The March disasters have caused people to be much more open about their concern of any sort of relationship to Japan. I think the actual, physical disasters are allegory for the emotional, human damage that can come from trusting “Japan” as an entity. (Point worth noting: the problem is not trusting Japanese–they are very trustworthy. It’s the trust going into various institutions in Japan, which is its own story.)
If it were me as a 20-year old, I would not trust going to Japan right now. You probably could have the time of your life, but the risk you’d run is that you’d come to think that Japan is easier than it really is. Then, when things get back to some semblance of normal in Tokyo in 2013 or 2014, they will be more than happy to see your rear end back on a plane to your home country.

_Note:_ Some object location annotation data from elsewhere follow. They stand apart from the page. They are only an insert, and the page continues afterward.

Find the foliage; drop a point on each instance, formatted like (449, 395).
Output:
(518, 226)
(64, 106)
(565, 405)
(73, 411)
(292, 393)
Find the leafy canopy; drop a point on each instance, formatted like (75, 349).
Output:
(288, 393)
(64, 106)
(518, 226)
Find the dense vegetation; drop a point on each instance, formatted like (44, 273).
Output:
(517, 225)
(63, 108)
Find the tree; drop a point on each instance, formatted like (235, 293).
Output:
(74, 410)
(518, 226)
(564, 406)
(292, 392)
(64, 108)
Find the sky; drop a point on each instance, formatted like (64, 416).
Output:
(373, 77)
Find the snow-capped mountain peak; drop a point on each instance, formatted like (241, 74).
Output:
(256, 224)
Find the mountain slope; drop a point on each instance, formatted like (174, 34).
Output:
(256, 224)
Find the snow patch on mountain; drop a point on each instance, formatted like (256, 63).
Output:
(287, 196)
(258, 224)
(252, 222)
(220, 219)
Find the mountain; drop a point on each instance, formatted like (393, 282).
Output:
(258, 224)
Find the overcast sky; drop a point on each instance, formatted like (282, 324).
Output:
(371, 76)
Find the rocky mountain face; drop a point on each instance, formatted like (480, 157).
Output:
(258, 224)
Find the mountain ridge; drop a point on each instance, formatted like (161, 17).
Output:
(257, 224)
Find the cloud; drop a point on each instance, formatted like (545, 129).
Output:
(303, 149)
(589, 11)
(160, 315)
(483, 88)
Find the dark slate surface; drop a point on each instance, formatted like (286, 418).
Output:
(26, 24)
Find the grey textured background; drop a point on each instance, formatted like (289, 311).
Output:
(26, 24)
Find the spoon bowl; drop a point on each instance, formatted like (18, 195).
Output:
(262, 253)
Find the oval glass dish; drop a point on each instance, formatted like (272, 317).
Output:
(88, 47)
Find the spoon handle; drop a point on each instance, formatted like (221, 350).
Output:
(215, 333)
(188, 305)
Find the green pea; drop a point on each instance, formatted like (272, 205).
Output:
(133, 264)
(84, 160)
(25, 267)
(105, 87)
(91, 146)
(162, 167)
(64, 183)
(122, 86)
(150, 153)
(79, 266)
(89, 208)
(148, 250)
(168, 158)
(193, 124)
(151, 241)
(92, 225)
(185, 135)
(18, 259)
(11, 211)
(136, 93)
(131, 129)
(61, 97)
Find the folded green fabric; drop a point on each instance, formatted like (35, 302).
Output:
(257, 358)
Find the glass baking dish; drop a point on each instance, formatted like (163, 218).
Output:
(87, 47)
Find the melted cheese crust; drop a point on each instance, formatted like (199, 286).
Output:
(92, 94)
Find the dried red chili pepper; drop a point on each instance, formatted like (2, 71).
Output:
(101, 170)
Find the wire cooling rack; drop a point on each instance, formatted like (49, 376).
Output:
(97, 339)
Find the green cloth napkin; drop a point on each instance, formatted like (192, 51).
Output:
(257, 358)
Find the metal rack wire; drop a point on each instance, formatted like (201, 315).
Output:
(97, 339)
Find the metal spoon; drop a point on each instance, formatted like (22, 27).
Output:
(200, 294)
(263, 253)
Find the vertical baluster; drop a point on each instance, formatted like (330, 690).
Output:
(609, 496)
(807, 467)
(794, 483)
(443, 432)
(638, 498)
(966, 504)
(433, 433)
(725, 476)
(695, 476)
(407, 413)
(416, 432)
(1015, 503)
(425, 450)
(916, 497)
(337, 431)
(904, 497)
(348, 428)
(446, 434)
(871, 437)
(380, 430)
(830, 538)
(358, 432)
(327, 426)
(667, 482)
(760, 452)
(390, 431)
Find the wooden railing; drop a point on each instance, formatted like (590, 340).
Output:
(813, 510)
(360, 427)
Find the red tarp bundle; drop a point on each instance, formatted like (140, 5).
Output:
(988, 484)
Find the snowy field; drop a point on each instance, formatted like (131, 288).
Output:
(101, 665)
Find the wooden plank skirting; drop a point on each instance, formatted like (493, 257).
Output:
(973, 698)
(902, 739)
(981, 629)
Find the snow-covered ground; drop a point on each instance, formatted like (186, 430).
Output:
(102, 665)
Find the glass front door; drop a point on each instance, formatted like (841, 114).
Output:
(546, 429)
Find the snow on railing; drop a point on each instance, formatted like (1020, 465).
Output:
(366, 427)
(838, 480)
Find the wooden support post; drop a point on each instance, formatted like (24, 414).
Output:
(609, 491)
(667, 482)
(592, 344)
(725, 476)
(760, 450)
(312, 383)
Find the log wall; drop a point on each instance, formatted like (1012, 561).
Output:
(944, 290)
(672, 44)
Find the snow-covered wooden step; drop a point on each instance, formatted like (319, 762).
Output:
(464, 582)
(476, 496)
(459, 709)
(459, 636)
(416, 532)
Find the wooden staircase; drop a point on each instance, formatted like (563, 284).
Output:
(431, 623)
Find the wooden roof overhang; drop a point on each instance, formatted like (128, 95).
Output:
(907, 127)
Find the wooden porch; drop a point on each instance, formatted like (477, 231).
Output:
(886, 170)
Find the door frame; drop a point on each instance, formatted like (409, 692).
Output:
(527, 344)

So you spend the time and money in Tokyo, and feel like a real hero because the “radiation” is not making your hair fall out, but you really haven’t thought about the long-term Japan plan. The runners of Japan have, though, believe it or not. They have thought about how nice it will be for them to use you for a while as an international student. And, then, put your ass on the plane. (No international career job in Tokyo. Never mind the promises out of Temple Japan.)
What amazes me is that most schools—including many Pennsylvania schools—set up Study Abroad partnerships with the various Japanese colleges. I remember seeing something about Penn State and the University of Tokyo Komaba Campus when I lived in that neighborhood. I think our local college has something with Nihon University. It does not require multi-millions (as per the Temple Form 990) being flushed into dark holes in order to get Japan experience and learn about the country.
As the questions start getting asked in these parts (finally), you can bet that Temple Japan is going to keep making the geiger counter argument. But it isn’t that. It’s that having an American university sitting in downtown Tokyo is not part of the runners of Japan’s ideas. Not unless Pennsylvania has to indirectly subsidize it, year after year, through the Commonwealth appropriation.
Temple Japan is radioactive, but not for the reasons it thinks.